Тогда, пять дней назад, рассматривая в ангаре на дисплее интерферотрона мотки траекторий, Эшер не мог удержаться от сравнения: словно дождевые черви под землей, люди прогрызают свой ход, свой жизненный путь внутри «слоеного пирога». Они видят то, что осталось сзади, — канал уже проделан, но не ведают того, что ждет их дальше: перед ними, как им кажется, сплошная непроницаемая стена. Эту стенку соорудило их сознание, погрузившее их в плен инерции, заставившее последовательно скользить вдоль массы явлений внутри раз и навсегда проложенной, неизменной траектории. В этом смысле у дождевого червя в грунте больше разнообразия, — он может прокладывать ход как ему заблагорассудится. Человек же обречен двигаться исключительно по своей траектории, и, как выразился один мудрец, свободы у него не больше, чем у камня, катящегося под гору.
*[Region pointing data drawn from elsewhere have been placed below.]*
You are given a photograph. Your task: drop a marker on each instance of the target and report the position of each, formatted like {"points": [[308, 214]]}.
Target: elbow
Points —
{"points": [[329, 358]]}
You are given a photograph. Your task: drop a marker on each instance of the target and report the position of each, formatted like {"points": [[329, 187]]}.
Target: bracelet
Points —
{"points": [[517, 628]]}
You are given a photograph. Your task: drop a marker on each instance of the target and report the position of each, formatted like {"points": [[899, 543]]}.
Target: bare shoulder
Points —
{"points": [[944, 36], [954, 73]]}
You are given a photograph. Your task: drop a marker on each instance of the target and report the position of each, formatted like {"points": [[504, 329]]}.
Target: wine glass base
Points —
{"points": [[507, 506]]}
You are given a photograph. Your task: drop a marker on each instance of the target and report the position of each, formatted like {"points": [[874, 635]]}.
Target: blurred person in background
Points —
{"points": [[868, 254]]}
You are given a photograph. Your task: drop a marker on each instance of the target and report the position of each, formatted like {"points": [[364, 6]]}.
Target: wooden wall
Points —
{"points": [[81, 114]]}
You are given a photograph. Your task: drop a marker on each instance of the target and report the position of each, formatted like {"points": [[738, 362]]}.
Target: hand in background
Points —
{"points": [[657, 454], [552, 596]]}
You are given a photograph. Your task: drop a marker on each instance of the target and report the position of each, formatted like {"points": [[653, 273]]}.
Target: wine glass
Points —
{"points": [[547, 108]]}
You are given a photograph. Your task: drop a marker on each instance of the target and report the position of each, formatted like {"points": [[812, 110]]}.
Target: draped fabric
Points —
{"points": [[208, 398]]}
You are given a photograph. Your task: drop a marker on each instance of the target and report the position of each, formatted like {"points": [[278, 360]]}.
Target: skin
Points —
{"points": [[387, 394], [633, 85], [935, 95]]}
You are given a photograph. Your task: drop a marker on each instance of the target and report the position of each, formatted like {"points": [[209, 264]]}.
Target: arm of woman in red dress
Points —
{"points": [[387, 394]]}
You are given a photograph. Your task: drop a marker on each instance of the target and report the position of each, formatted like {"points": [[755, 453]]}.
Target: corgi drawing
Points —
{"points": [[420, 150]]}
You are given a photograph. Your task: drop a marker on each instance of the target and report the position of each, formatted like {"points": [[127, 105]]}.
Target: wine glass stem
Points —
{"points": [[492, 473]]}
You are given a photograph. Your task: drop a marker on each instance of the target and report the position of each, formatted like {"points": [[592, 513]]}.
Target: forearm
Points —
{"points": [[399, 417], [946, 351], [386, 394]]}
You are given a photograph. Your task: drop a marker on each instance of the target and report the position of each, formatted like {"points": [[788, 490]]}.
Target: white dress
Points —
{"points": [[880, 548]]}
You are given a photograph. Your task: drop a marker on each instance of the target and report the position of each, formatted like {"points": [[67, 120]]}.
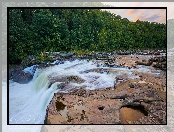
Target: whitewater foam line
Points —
{"points": [[28, 102]]}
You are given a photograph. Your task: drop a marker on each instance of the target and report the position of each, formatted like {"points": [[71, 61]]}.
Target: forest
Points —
{"points": [[35, 30]]}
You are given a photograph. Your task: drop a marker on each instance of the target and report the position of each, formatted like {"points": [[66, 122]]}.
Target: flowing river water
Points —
{"points": [[28, 102]]}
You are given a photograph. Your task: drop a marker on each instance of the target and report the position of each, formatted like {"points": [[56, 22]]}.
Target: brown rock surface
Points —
{"points": [[131, 101]]}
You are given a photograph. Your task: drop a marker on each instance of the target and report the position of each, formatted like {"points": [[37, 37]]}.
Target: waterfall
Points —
{"points": [[28, 102]]}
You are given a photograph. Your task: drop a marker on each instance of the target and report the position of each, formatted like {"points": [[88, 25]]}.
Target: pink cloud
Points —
{"points": [[131, 11]]}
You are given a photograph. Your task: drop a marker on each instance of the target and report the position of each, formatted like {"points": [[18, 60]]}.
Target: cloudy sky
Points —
{"points": [[152, 15]]}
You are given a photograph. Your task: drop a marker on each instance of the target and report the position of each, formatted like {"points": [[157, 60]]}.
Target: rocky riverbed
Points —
{"points": [[140, 100]]}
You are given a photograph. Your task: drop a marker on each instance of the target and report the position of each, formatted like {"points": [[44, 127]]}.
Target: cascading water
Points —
{"points": [[28, 102]]}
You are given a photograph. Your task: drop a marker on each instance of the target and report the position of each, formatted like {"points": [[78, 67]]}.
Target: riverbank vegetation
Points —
{"points": [[35, 31]]}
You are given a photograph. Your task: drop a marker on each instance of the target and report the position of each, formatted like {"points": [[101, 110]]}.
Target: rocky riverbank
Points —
{"points": [[140, 100], [129, 101]]}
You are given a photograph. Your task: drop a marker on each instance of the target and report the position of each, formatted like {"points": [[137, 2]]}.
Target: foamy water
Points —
{"points": [[28, 102]]}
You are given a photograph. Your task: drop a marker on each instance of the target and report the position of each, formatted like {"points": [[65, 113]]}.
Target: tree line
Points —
{"points": [[32, 31]]}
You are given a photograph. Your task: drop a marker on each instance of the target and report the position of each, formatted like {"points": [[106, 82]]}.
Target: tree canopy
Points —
{"points": [[35, 30]]}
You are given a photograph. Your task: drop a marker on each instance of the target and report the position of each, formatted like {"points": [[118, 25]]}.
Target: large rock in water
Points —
{"points": [[21, 77]]}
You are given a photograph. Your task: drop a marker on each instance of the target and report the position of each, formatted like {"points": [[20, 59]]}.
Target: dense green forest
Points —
{"points": [[170, 33], [32, 31]]}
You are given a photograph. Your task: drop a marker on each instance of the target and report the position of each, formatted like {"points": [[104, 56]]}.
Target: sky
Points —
{"points": [[152, 15]]}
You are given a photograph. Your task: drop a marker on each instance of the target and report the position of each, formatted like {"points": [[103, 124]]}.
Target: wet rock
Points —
{"points": [[20, 76]]}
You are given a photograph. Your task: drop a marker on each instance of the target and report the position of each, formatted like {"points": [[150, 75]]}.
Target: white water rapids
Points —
{"points": [[28, 102]]}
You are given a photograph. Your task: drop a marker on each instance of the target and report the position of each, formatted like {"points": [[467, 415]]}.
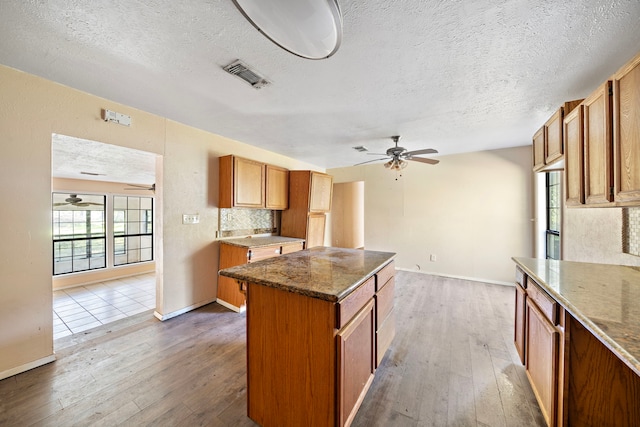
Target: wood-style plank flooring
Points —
{"points": [[452, 363]]}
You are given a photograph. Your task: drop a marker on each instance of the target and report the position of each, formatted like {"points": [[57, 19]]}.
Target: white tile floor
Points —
{"points": [[85, 307]]}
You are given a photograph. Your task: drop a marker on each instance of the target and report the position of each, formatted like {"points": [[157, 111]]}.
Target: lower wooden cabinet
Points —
{"points": [[229, 294], [542, 361], [356, 354], [519, 335]]}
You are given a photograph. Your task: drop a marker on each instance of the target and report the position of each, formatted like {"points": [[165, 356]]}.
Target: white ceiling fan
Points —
{"points": [[398, 156]]}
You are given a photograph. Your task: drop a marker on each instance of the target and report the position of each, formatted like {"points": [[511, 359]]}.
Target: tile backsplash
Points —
{"points": [[245, 221], [631, 231]]}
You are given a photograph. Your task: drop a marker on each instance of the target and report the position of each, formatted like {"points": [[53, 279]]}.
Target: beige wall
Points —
{"points": [[472, 211], [31, 109]]}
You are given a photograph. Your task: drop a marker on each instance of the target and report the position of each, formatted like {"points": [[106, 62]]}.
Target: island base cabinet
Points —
{"points": [[356, 363], [542, 361], [602, 390]]}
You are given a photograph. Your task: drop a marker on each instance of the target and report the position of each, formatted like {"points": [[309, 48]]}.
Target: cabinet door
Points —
{"points": [[598, 146], [555, 146], [520, 324], [315, 230], [542, 361], [321, 188], [627, 132], [356, 367], [277, 191], [248, 183], [538, 149], [574, 157]]}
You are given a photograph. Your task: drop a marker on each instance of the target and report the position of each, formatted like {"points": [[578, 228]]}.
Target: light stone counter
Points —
{"points": [[257, 242], [604, 298], [324, 273]]}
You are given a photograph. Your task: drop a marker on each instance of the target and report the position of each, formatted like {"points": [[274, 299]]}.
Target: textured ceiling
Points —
{"points": [[456, 76]]}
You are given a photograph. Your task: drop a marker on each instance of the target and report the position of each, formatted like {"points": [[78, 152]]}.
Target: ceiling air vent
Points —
{"points": [[242, 70]]}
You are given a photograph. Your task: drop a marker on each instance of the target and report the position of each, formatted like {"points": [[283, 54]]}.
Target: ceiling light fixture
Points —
{"points": [[311, 29]]}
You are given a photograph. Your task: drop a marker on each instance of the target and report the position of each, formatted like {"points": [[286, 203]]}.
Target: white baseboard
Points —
{"points": [[27, 366], [164, 317], [473, 279], [231, 306]]}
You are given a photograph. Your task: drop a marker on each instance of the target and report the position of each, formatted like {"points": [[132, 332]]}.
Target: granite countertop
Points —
{"points": [[256, 242], [324, 273], [604, 298]]}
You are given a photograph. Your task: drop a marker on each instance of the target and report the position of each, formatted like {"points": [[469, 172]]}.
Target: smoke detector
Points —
{"points": [[242, 71]]}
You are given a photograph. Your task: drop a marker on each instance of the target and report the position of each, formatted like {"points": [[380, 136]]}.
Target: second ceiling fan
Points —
{"points": [[398, 156]]}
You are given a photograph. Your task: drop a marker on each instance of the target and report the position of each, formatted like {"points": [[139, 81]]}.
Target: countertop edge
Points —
{"points": [[602, 336], [307, 292]]}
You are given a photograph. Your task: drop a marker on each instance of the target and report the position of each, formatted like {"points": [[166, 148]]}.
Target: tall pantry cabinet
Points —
{"points": [[309, 202]]}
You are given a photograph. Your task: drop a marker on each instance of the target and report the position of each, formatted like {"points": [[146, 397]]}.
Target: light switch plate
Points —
{"points": [[190, 218]]}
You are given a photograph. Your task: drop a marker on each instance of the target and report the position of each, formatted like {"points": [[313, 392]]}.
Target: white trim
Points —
{"points": [[164, 317], [231, 306], [473, 279], [27, 366]]}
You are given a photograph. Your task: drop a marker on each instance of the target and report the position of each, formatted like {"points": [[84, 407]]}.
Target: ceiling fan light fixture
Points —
{"points": [[310, 29]]}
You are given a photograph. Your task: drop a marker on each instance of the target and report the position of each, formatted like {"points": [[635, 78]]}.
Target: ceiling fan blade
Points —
{"points": [[424, 151], [423, 160], [376, 160]]}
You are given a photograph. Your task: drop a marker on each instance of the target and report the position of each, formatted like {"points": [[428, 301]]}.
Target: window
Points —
{"points": [[132, 229], [78, 232], [554, 207]]}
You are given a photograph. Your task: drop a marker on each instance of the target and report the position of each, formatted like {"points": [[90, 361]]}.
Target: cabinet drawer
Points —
{"points": [[384, 302], [295, 247], [256, 254], [384, 336], [348, 307], [521, 278], [385, 273], [545, 303]]}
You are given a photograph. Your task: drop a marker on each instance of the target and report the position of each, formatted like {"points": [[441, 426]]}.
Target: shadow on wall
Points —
{"points": [[213, 173], [204, 265]]}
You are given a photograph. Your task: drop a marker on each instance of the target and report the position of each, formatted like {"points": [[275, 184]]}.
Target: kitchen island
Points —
{"points": [[578, 333], [238, 251], [318, 324]]}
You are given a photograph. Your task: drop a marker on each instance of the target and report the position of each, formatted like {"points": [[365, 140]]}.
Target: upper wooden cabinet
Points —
{"points": [[277, 191], [539, 149], [309, 198], [555, 145], [598, 158], [320, 195], [626, 135], [250, 184], [574, 161], [548, 141]]}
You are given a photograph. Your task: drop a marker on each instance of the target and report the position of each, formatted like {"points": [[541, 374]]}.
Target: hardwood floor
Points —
{"points": [[452, 362]]}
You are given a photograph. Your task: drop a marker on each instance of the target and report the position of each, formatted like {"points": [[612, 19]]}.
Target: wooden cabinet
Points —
{"points": [[542, 361], [598, 160], [241, 183], [548, 141], [356, 364], [519, 335], [574, 159], [309, 200], [250, 184], [310, 370], [229, 294], [626, 135], [277, 188], [539, 149], [385, 315]]}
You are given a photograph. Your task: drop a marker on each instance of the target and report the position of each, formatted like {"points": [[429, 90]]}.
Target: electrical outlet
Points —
{"points": [[190, 218]]}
Установленная мозгом непроницаемая завеса, скрывающая будущее, создает иллюзию выбора (хотя непроницаемость достаточно условна: взять, к примеру, те же самые «дежа вю»); даже раздумья над тем, какой избрать вариант действий, — тоже часть неизменной траектории. Любой выбор и обусловленные им действия были впечатаны в трассу еще до того, как к ним приблизилось ползущее сквозь событийный пирог сознание.
Правильность же выбора невозможно оценить иначе, как не взглянув на него задним числом, то есть уже прогрызя эту часть траектории. Только тогда возникают варианты: «а что было бы, если?..», «тогда мне надо было поступать по-другому» и тому подобное. Густав Эшер знает, что допустил ошибку, ринувшись в Сапалу, но знает об этом сейчас. Тогда, 11 августа, ему показалось, что он принял верное решение, отправившись в поселок. Но у него все равно отсутствовала альтернатива: его нынешняя траектория проложена таким образом, что неумолимо вела его в Тупунгато, ударив лицом об крышу и продержав в состоянии комы, затем отправив в кратер вулкана. А теперь она толкает его в Гималаи, в полную неизвестность…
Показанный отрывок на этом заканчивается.